Les habitudes s’acquièrent et s’installent avec la répétition. En effet, en répétant un geste ou en adoptant une habitude, nous créons et renforçons un circuit neurologique qui sera difficile à défaire. Le tabagisme, l’alcoolisme, les addictions… répondent à ce principe. Parfois, pour changer une habitude, l’intervention d’un spécialiste est nécessaire (addictologue, médecin psychiatre …). Cependant, il existe des méthodes qui ne nécessitent pas de faire appel à la médecine pour changer une habitude. Ainsi, Anthony Robbins nous montre dans son livre « L’éveil de votre puissance intérieure » comment changer une habitude grâce à une méthode en six étapes.

Selon A. Robbins, la seule façon de changer une habitude est d’associer beaucoup de souffrance à ce dernier et beaucoup de plaisir au nouveau comportement à adopter. En effet, nous cherchons sans cesse à fuir la souffrance. Cela nous amène à garder un comportement même si nous le savons néfaste. Par exemple, faire les emplettes lorsque nous sommes frustrés ou que nous nous ennuyons. Certains, se serviront de la nourriture, du sexe, des drogues, de l’alcool ou crieront sur leurs enfants.
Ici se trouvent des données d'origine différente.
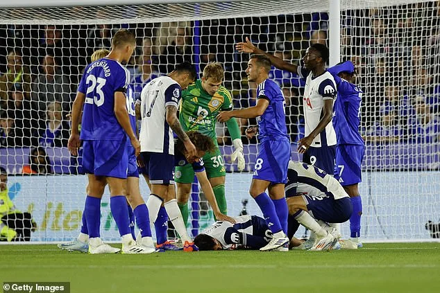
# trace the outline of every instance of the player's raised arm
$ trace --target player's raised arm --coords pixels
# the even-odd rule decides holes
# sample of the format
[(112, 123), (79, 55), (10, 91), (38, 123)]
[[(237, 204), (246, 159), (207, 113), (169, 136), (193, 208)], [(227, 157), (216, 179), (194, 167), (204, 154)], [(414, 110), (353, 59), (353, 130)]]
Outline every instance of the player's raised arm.
[(289, 63), (281, 58), (273, 55), (271, 53), (264, 52), (258, 48), (256, 46), (251, 42), (248, 37), (246, 37), (246, 42), (239, 42), (235, 45), (235, 48), (239, 52), (250, 53), (251, 54), (264, 55), (270, 60), (272, 65), (281, 70), (287, 70), (287, 71), (296, 73), (298, 72), (298, 65)]
[(298, 152), (304, 154), (305, 151), (312, 145), (312, 142), (316, 136), (322, 132), (328, 123), (332, 122), (332, 116), (333, 114), (333, 100), (325, 99), (323, 100), (323, 115), (319, 123), (313, 130), (310, 134), (300, 139), (298, 145)]
[(239, 109), (232, 111), (223, 111), (217, 116), (217, 121), (226, 122), (232, 117), (255, 118), (262, 116), (269, 106), (269, 101), (264, 98), (259, 98), (257, 105), (246, 109)]

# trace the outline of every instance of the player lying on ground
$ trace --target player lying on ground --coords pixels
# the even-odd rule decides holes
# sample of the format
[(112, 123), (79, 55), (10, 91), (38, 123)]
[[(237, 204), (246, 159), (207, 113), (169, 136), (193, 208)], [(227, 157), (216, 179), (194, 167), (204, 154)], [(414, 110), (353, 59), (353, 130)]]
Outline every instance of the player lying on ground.
[(339, 232), (330, 227), (326, 229), (317, 221), (343, 223), (350, 218), (353, 206), (341, 184), (314, 166), (291, 161), (285, 191), (289, 207), (289, 238), (301, 224), (313, 233), (310, 250), (332, 249), (341, 237)]
[[(234, 223), (235, 221), (232, 217), (228, 217), (220, 211), (220, 208), (217, 205), (215, 195), (205, 170), (203, 157), (205, 153), (213, 152), (215, 150), (215, 145), (212, 142), (212, 139), (207, 135), (202, 134), (201, 133), (195, 131), (188, 132), (187, 132), (187, 134), (197, 150), (196, 157), (192, 159), (187, 159), (188, 153), (185, 148), (183, 142), (180, 139), (177, 139), (176, 140), (174, 148), (174, 165), (176, 166), (189, 166), (192, 170), (194, 170), (194, 172), (195, 172), (196, 176), (197, 176), (197, 179), (201, 186), (202, 191), (205, 193), (206, 199), (211, 206), (216, 218), (221, 221), (228, 221), (231, 223)], [(139, 172), (144, 175), (149, 186), (150, 186), (151, 184), (149, 182), (148, 170), (143, 167), (140, 168)], [(167, 204), (167, 202), (171, 200), (176, 201), (176, 188), (174, 184), (170, 184), (169, 186), (167, 198), (164, 201), (165, 204)], [(167, 239), (167, 222), (168, 215), (167, 215), (164, 208), (161, 207), (159, 210), (158, 216), (154, 222), (158, 242), (156, 247), (164, 250), (177, 250), (178, 249), (178, 247), (170, 243)], [(187, 241), (189, 241), (189, 242), (192, 242), (190, 237), (188, 236), (186, 228), (185, 229), (177, 229), (176, 228), (176, 230), (180, 236), (183, 242), (185, 243)], [(185, 249), (187, 249), (187, 247), (184, 246), (184, 250), (185, 250)], [(189, 249), (190, 247), (187, 247), (187, 249)]]
[(333, 125), (336, 131), (336, 166), (335, 178), (339, 180), (350, 195), (353, 213), (350, 217), (350, 240), (358, 247), (362, 201), (357, 186), (362, 181), (361, 166), (365, 152), (364, 140), (359, 133), (360, 105), (363, 92), (354, 82), (356, 69), (350, 61), (346, 61), (328, 69), (337, 87), (335, 101)]
[(272, 239), (266, 220), (257, 215), (234, 217), (235, 224), (217, 221), (194, 238), (200, 250), (260, 249)]
[[(212, 139), (215, 148), (203, 156), (203, 161), (217, 204), (221, 213), (226, 215), (226, 172), (215, 132), (215, 118), (219, 112), (232, 109), (232, 96), (229, 91), (221, 85), (223, 76), (223, 66), (220, 63), (208, 63), (203, 69), (201, 79), (196, 80), (183, 91), (179, 120), (185, 131), (196, 130)], [(231, 159), (234, 161), (238, 159), (238, 170), (242, 171), (245, 167), (245, 161), (238, 124), (235, 118), (232, 118), (226, 122), (226, 125), (235, 149)], [(174, 180), (177, 183), (177, 200), (185, 225), (188, 222), (188, 198), (194, 179), (194, 171), (191, 165), (176, 167)]]
[[(249, 193), (263, 213), (273, 238), (260, 250), (268, 251), (284, 247), (289, 250), (288, 211), (285, 200), (287, 165), (290, 159), (290, 139), (285, 122), (285, 98), (280, 87), (269, 79), (271, 64), (269, 58), (252, 55), (246, 73), (250, 82), (255, 82), (257, 105), (247, 109), (223, 111), (217, 116), (219, 122), (232, 117), (258, 117), (258, 155)], [(266, 193), (269, 191), (269, 195)]]

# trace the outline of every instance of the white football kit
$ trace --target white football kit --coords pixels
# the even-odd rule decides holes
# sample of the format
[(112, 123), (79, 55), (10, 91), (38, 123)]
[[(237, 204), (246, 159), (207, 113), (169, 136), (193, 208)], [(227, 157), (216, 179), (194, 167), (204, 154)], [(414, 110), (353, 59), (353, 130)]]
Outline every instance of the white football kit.
[(141, 92), (141, 152), (174, 154), (173, 130), (165, 119), (167, 106), (178, 107), (180, 86), (169, 76), (149, 82)]
[[(303, 108), (305, 124), (305, 135), (307, 136), (318, 126), (321, 121), (324, 100), (334, 100), (336, 98), (336, 82), (328, 71), (314, 78), (311, 72), (303, 67), (298, 66), (298, 73), (300, 77), (305, 79)], [(310, 146), (320, 148), (335, 145), (336, 143), (336, 132), (333, 123), (330, 122), (320, 135), (314, 138)]]
[(349, 197), (342, 186), (322, 170), (305, 163), (289, 162), (286, 197), (308, 195), (315, 198), (330, 197), (335, 199)]

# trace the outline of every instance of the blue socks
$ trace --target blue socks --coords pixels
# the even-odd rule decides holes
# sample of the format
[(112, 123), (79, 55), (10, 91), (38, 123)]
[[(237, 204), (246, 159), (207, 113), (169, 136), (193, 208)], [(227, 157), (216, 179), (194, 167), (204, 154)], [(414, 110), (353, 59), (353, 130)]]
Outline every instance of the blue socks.
[(87, 229), (87, 219), (85, 218), (85, 208), (83, 211), (83, 224), (81, 226), (81, 233), (83, 234), (89, 235), (89, 230)]
[[(99, 227), (101, 225), (101, 199), (87, 195), (85, 198), (84, 208), (87, 229), (89, 238), (99, 237)], [(83, 213), (83, 214), (84, 214)], [(128, 216), (127, 215), (127, 217)], [(81, 228), (81, 231), (83, 229)]]
[[(150, 216), (149, 210), (145, 204), (139, 204), (134, 210), (136, 217), (137, 227), (141, 231), (142, 237), (151, 237), (151, 228), (150, 227)], [(133, 231), (135, 227), (133, 227)]]
[(154, 228), (156, 231), (156, 241), (158, 245), (162, 244), (168, 240), (167, 235), (168, 231), (168, 214), (164, 206), (160, 206), (159, 209), (158, 218), (154, 222)]
[(287, 202), (286, 199), (282, 197), (280, 199), (272, 199), (275, 211), (278, 216), (281, 228), (285, 234), (287, 235), (287, 217), (289, 216), (289, 208), (287, 208)]
[(275, 205), (269, 195), (267, 195), (267, 193), (262, 193), (258, 195), (255, 199), (258, 206), (260, 206), (261, 211), (263, 212), (264, 220), (266, 220), (266, 222), (272, 233), (275, 234), (282, 231), (282, 229), (281, 228), (280, 219), (278, 219), (278, 216), (275, 211)]
[[(131, 235), (130, 223), (128, 222), (128, 208), (127, 208), (127, 199), (126, 197), (124, 195), (111, 197), (110, 210), (112, 211), (112, 215), (113, 215), (113, 218), (118, 227), (121, 236), (126, 234)], [(88, 222), (87, 219), (87, 223)], [(92, 238), (90, 235), (89, 235), (89, 236)]]
[(350, 197), (353, 206), (353, 213), (350, 217), (350, 237), (355, 238), (361, 236), (361, 215), (362, 214), (362, 201), (361, 196)]
[(130, 227), (130, 231), (131, 231), (131, 236), (133, 239), (136, 240), (136, 235), (135, 235), (135, 214), (133, 213), (133, 209), (131, 208), (130, 204), (127, 204), (128, 208), (128, 226)]

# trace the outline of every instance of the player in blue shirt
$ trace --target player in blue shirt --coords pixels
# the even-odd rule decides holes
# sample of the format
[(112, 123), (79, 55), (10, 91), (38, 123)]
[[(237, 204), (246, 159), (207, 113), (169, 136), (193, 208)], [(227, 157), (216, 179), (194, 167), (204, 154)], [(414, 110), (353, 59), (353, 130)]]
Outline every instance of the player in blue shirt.
[[(247, 109), (224, 111), (217, 116), (219, 122), (226, 122), (232, 117), (257, 117), (258, 121), (260, 148), (249, 192), (273, 233), (273, 238), (261, 251), (285, 248), (285, 245), (287, 245), (285, 250), (288, 250), (289, 242), (286, 237), (288, 211), (284, 184), (287, 179), (290, 140), (285, 123), (282, 92), (275, 82), (268, 79), (271, 67), (268, 57), (251, 55), (246, 73), (248, 81), (258, 85), (257, 105)], [(266, 189), (269, 189), (269, 195)]]
[(333, 115), (337, 139), (335, 178), (351, 198), (353, 212), (350, 217), (350, 238), (361, 247), (359, 238), (362, 202), (357, 185), (362, 181), (361, 165), (365, 152), (364, 140), (359, 133), (363, 92), (354, 84), (356, 70), (350, 61), (330, 67), (328, 71), (335, 78), (337, 87)]
[(312, 44), (303, 58), (304, 66), (301, 66), (263, 51), (247, 37), (246, 41), (235, 46), (239, 52), (264, 55), (276, 68), (298, 73), (305, 79), (303, 98), (305, 137), (298, 141), (298, 152), (303, 154), (304, 163), (332, 173), (337, 138), (331, 122), (336, 84), (333, 76), (325, 70), (328, 48), (321, 44)]
[[(122, 252), (146, 253), (131, 235), (126, 204), (126, 179), (130, 140), (137, 155), (140, 145), (131, 127), (125, 92), (130, 73), (126, 63), (136, 46), (134, 35), (123, 29), (112, 39), (112, 51), (105, 58), (92, 62), (85, 69), (72, 107), (72, 123), (68, 148), (78, 155), (83, 141), (83, 168), (88, 173), (85, 211), (90, 236), (89, 253), (114, 253), (100, 238), (101, 199), (107, 184), (110, 189), (110, 209), (122, 238)], [(78, 126), (81, 110), (81, 136)]]

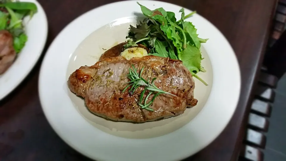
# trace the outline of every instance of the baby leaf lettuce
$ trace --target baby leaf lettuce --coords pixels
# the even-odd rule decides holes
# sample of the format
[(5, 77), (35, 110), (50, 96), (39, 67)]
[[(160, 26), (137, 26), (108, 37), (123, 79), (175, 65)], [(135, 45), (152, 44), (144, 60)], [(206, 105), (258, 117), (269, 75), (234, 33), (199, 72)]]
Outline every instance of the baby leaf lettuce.
[(13, 37), (13, 47), (16, 53), (19, 52), (27, 40), (22, 24), (23, 18), (29, 15), (32, 17), (37, 12), (37, 6), (30, 2), (0, 1), (0, 7), (6, 8), (0, 11), (0, 30), (8, 30)]
[(140, 22), (136, 27), (130, 26), (127, 38), (134, 42), (144, 38), (148, 39), (140, 43), (150, 49), (149, 55), (182, 61), (193, 76), (207, 85), (197, 73), (206, 72), (201, 64), (203, 58), (200, 48), (200, 43), (206, 43), (208, 39), (199, 38), (195, 26), (185, 21), (195, 12), (185, 16), (184, 10), (182, 8), (179, 11), (181, 19), (176, 21), (173, 12), (166, 11), (162, 8), (152, 10), (137, 3), (143, 14), (149, 18)]

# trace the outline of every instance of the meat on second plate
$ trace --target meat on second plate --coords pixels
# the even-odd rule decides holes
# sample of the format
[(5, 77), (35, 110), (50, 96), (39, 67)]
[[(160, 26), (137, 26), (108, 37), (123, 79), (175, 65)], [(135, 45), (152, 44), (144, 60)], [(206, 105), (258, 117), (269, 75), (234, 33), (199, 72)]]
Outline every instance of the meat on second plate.
[(12, 35), (6, 30), (0, 31), (0, 74), (12, 65), (15, 58)]

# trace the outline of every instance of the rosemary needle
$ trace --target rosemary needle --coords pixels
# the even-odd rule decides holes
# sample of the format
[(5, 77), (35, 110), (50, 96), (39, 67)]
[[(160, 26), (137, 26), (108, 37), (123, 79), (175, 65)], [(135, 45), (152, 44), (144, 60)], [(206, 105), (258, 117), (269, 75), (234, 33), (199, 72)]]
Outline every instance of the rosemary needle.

Toutes ces stratégies peuvent être modifiées grâces aux six étapes du conditionnement neuro-associatif. Elle nous permettront de fuir la souffrance, de retrouver le plaisir mais, surtout de changer une habitude indésirée.

Première étape: Décidez de ce que vous voulez vraiment et ce qui vous empêche de l’obtenir.

Décider pour changer une habitude

La plupart des gens savent ce qu’il ne veulent pas mais, ont beaucoup de mal à exprimer ce qu’ils veulent. Souvent, ils ne prennent jamais la peine de s’intéresser à une vision précise de leurs aspirations. Cependant, dans la vie nous obtenons très souvent ce sur quoi nous mettons notre attention.

En fournissant beaucoup d’efforts pour éviter ce que nous ne voulons pas, nous l’attirons davantage. Par conséquent, la première étape pour changer une habitude est de déterminer de façon précise ce que nous aimerions faire à la place.

Par ailleurs, nous devons être conscients que nous craignons souvent de souffrir en voulant changer un comportement. Tout changement suscite de l’appréhension ou  de la peur du fait de l’inconnu qu’il génère.

 

Deuxième étape: Trouvez une motivation.

« Associez une profonde souffrance au fait de ne pas changer maintenant et une grande joie au changement immédiat ! » T. Robbins

Le changement est très souvent lié à la motivation.

« La seule façon de changer maintenant est de créer un sentiment d’urgence si intense que nous nous sentons obligés d’aller jusqu’au bout. » T. Robbins.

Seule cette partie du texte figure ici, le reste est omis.